Energy AI & Computational Science Laboratory, Korea Institute of Energy Research, Daejeon, 34129, South Korea.
Sci Rep. 2025 Aug 19;15(1):30436. doi: 10.1038/s41598-025-16118-x.
This study evaluates the applicability of large language models (LLMs) in mechanical equipment maintenance in buildings by assessing GPT-4o's performance on two national certification exams in South Korea: Engineer Energy Management (EEM) and Engineer Air-Conditioning Refrigerating Machinery (EACRM). GPT-4o achieved average scores of 80.6 and 81.25 on the EEM and EACRM exams, respectively, passing all five attempts. The model performed well on both non-calculation and calculation problems and demonstrated high consistency, with an average response consistency of 97%. Despite these strengths, three key limitations were identified: weak advanced reasoning, difficulty in solving legal questions, and poor interpretation of scientific figures. Experimental results indicate that advanced reasoning can be improved using reasoning-optimized models, while legal question accuracy can be significantly enhanced with retrieval-augmented generation (RAG). However, figure interpretation remains dependent on advancements in visual recognition capabilities. These findings suggest that GPT-4o possesses foundational knowledge applicable to mechanical equipment maintenance in buildings but also highlight the need to address certain limitations for practical implementation. This study provides a foundation for future research on integrating LLMs into industrial applications, such as maintenance management software, to enhance maintenance efficiency and address workforce shortages.

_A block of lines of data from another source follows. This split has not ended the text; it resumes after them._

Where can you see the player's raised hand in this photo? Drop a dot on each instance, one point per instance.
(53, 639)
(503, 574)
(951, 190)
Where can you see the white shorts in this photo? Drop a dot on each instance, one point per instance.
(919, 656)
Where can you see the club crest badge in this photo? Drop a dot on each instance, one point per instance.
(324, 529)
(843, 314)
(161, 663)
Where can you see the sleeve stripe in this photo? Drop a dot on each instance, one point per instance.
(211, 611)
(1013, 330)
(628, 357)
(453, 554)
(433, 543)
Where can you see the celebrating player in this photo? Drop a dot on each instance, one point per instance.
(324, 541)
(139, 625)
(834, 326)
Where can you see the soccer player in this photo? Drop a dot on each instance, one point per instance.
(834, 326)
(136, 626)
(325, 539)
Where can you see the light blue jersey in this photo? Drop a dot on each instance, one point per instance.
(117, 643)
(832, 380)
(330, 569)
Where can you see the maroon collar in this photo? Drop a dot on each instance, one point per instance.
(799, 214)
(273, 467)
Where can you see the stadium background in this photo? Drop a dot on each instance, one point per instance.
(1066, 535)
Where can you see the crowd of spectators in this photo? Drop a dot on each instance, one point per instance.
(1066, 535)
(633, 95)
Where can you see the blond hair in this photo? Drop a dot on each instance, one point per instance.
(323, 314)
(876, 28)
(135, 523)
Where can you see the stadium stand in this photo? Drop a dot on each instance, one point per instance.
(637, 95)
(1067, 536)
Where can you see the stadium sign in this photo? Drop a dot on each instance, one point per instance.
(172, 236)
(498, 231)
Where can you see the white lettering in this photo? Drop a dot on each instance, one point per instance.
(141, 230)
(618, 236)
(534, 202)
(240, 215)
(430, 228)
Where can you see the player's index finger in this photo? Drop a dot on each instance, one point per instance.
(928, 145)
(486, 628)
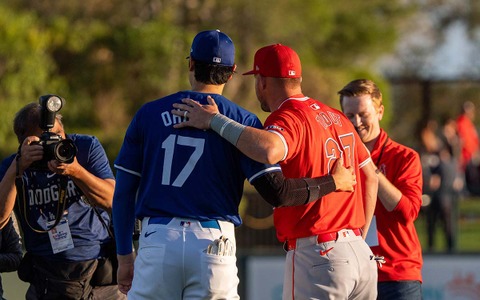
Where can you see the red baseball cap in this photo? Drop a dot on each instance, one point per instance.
(276, 61)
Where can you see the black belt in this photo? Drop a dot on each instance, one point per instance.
(165, 220)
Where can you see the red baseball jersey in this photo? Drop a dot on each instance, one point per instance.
(315, 135)
(397, 236)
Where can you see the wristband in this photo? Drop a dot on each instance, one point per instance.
(227, 128)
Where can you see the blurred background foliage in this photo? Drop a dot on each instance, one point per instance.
(108, 57)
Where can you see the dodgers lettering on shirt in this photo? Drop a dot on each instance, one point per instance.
(42, 194)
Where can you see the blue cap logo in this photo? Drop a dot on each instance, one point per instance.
(213, 47)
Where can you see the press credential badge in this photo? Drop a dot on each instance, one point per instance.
(60, 236)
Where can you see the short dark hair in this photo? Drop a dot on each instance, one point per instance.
(212, 74)
(27, 119)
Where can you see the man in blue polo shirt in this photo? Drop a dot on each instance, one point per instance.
(62, 208)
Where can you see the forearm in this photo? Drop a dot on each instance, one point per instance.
(370, 191)
(279, 191)
(388, 194)
(98, 191)
(258, 144)
(8, 194)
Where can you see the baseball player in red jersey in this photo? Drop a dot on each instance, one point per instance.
(327, 257)
(399, 194)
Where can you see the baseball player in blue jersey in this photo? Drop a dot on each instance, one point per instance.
(186, 185)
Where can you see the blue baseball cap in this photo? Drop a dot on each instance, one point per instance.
(213, 47)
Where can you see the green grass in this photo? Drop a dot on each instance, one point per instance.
(468, 240)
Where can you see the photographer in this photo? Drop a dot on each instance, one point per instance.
(62, 206)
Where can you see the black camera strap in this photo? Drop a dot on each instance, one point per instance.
(22, 202)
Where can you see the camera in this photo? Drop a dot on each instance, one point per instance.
(54, 146)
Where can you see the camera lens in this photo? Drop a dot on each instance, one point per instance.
(65, 151)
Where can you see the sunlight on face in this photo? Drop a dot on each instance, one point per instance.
(361, 111)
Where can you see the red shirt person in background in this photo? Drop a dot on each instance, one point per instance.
(399, 194)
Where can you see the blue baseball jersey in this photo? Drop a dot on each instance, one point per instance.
(42, 190)
(187, 172)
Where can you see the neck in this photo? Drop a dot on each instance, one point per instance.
(371, 144)
(207, 88)
(282, 96)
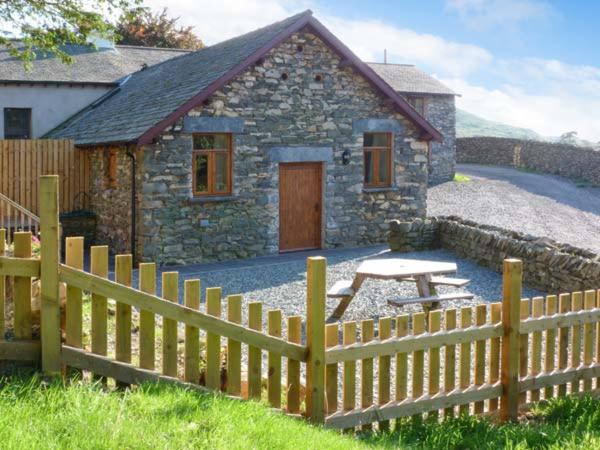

本研究通过评估GPT-4o在韩国两项国家认证考试:能源管理工程师(EEM)和空调制冷机械工程师(EACRM)中的表现,来评估大语言模型(LLMs)在建筑机械设备维护中的适用性。GPT-4o在EEM和EACRM考试中分别取得了80.6分和81.25分的平均成绩,五次考试全部通过。该模型在非计算和计算问题上均表现出色,并显示出高度的一致性,平均回答一致性为97%。尽管有这些优点,但也发现了三个关键限制:高级推理能力薄弱、解决法律问题困难以及对科学图表的解读能力差。实验结果表明,使用推理优化模型可以提高高级推理能力,而通过检索增强生成(RAG)可以显著提高法律问题的准确性。然而,图表解读仍依赖于视觉识别能力的进步。这些发现表明,GPT-4o拥有适用于建筑机械设备维护的基础知识,但也凸显了在实际应用中解决某些限制的必要性。本研究为未来将大语言模型集成到工业应用(如维护管理软件)以提高维护效率和解决劳动力短缺问题的研究奠定了基础。